For Python 2.x(deprecated):
echo -n "%21%20" | python -c "import sys, urllib as ul; print ul.unquote(sys.stdin.read());"
urllib is really good at handling URL parsing
Solution 3:
With BASH, to read the per cent encoded URL from standard in and decode:
while read; do echo -e ${REPLY//%/\\x}; done
Press CTRL-D to signal the end of file(EOF) and quit gracefully.
You can decode the contents of a file by setting the file to be standard in:
while read; do echo -e ${REPLY//%/\\x}; done < file
You can decode input from a pipe either, for example:
echo 'a%21b' | while read; do echo -e ${REPLY//%/\\x}; done
- The read built in command reads standard in until it sees a Line Feed character.
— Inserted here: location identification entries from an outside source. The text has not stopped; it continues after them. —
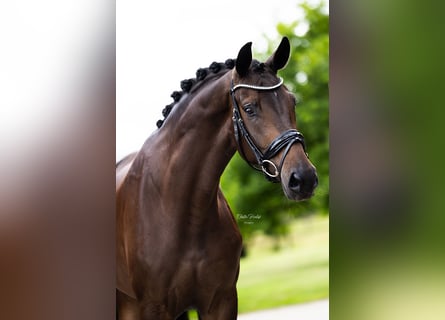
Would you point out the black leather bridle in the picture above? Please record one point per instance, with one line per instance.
(284, 140)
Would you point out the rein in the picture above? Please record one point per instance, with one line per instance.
(284, 140)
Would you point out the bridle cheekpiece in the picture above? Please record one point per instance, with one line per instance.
(284, 140)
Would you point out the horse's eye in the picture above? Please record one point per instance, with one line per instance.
(249, 110)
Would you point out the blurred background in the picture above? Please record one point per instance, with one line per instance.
(286, 244)
(59, 143)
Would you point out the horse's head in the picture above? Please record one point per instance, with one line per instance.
(265, 123)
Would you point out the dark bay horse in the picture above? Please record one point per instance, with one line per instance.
(178, 244)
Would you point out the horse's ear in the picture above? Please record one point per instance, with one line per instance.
(280, 57)
(244, 59)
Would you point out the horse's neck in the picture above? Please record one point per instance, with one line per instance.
(199, 144)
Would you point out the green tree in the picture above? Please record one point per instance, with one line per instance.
(260, 205)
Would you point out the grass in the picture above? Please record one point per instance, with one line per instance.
(297, 272)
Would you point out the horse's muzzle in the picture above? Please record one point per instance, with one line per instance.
(301, 183)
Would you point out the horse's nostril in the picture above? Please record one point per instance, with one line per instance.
(294, 181)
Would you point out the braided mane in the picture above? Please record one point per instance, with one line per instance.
(188, 85)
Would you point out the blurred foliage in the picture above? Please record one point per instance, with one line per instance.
(258, 204)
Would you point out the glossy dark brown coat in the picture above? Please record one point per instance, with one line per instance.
(178, 244)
It sets a variable called
REPLYequal to the line of text it just read. -
${REPLY//%/\\x}replaces all instances of '%' with '\x'. -
echo -einterprets\xNNas the ASCII character with hexadecimal value ofNN. - while repeats this loop until the read command fails, eg. EOF has been reached.
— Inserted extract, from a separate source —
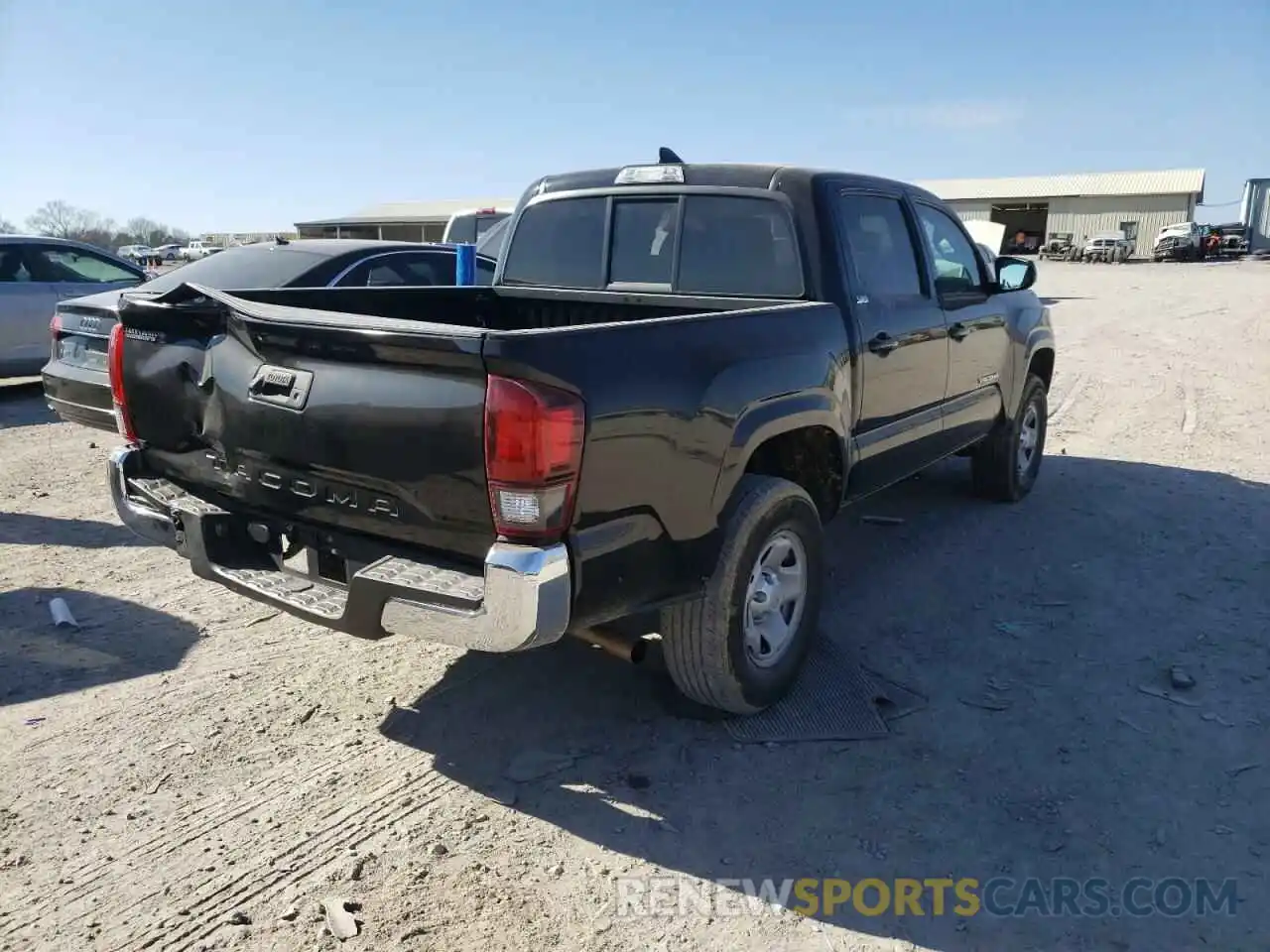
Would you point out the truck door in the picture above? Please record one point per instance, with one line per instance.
(905, 350)
(975, 318)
The above does not change '+' to ' '. To change '+' to ' ' also, like guest's answer:
while read; do : "${REPLY//%/\\x}"; echo -e ${_//+/ }; done
-
:is a BASH builtin command. Here it just takes in a single argument and does nothing with it. - The double quotes make everything inside one single parameter.
-
_is a special parameter that is equal to the last argument of the previous command, after argument expansion. This is the value ofREPLYwith all instances of '%' replaced with '\x'. -
${_//+/ }replaces all instances of '+' with ' '.
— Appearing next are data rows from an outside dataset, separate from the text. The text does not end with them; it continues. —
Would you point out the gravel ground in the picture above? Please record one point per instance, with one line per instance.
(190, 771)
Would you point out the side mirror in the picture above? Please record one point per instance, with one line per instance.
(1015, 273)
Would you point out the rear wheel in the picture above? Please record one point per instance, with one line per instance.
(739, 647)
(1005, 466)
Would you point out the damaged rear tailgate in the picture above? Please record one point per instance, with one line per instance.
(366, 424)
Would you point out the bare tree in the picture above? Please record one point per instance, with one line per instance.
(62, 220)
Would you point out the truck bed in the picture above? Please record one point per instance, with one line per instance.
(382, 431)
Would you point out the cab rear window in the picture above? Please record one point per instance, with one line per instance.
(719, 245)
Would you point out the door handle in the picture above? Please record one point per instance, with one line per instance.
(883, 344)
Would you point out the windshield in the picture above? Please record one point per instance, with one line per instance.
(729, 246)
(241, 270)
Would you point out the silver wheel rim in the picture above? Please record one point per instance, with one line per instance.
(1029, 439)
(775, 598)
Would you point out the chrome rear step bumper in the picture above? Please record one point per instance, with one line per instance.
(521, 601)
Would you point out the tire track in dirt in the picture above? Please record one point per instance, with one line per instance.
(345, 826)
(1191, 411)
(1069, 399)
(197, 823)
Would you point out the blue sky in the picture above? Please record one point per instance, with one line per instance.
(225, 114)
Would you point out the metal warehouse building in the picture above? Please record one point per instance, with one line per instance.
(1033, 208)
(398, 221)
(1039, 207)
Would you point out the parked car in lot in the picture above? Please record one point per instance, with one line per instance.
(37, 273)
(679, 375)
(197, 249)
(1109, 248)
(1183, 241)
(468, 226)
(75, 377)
This uses only BASH and doesn't start any other process, similar to guest's answer.
Solution 4:
This is what seems to be working for me.
#!/bin/bash
urldecode(){
echo -e "$(sed 's/+/ /g;s/%\(..\)/\\x\1/g;')"
}
for f in /opt/logs/*.log; do
name=${f##/*/}
cat $f | urldecode > /opt/logs/processed/$HOSTNAME.$name
done
Replacing '+'s with spaces, and % signs with '\x' escapes, and letting echo interpret the \x escapes using the '-e' option was not working. For some reason, the cat command was printing the % sign as its own encoded form %25. So sed was simply replacing %25 with \x25. When the -e option was used, it was simply evaluating \x25 as % and the output was same as the original.
Trace:
Original: Mozilla%2F5.0%20%28Macintosh%3B%20U%3B%20Intel%20Mac%20OS%20X%2010.6%3B%20en
sed: Mozilla\x252F5.0\x2520\x2528Macintosh\x253B\x2520U\x253B\x2520Intel\x2520Mac\x2520OS\x2520X\x252010.6\x253B\x2520en
echo -e: Mozilla%2F5.0%20%28Macintosh%3B%20U%3B%20Intel%20Mac%20OS%20X%2010.6%3B%20en
Fix: Basically ignore the 2 characters after the % in sed.
sed: Mozilla\x2F5.0\x20\x28Macintosh\x3B\x20U\x3B\x20Intel\x20Mac\x20OS\x20X\x2010.6\x3B\x20en
echo -e: Mozilla/5.0 (Macintosh; U; Intel Mac OS X 10.6; en
Not sure what complications this would result in, after extensive testing, but works for now.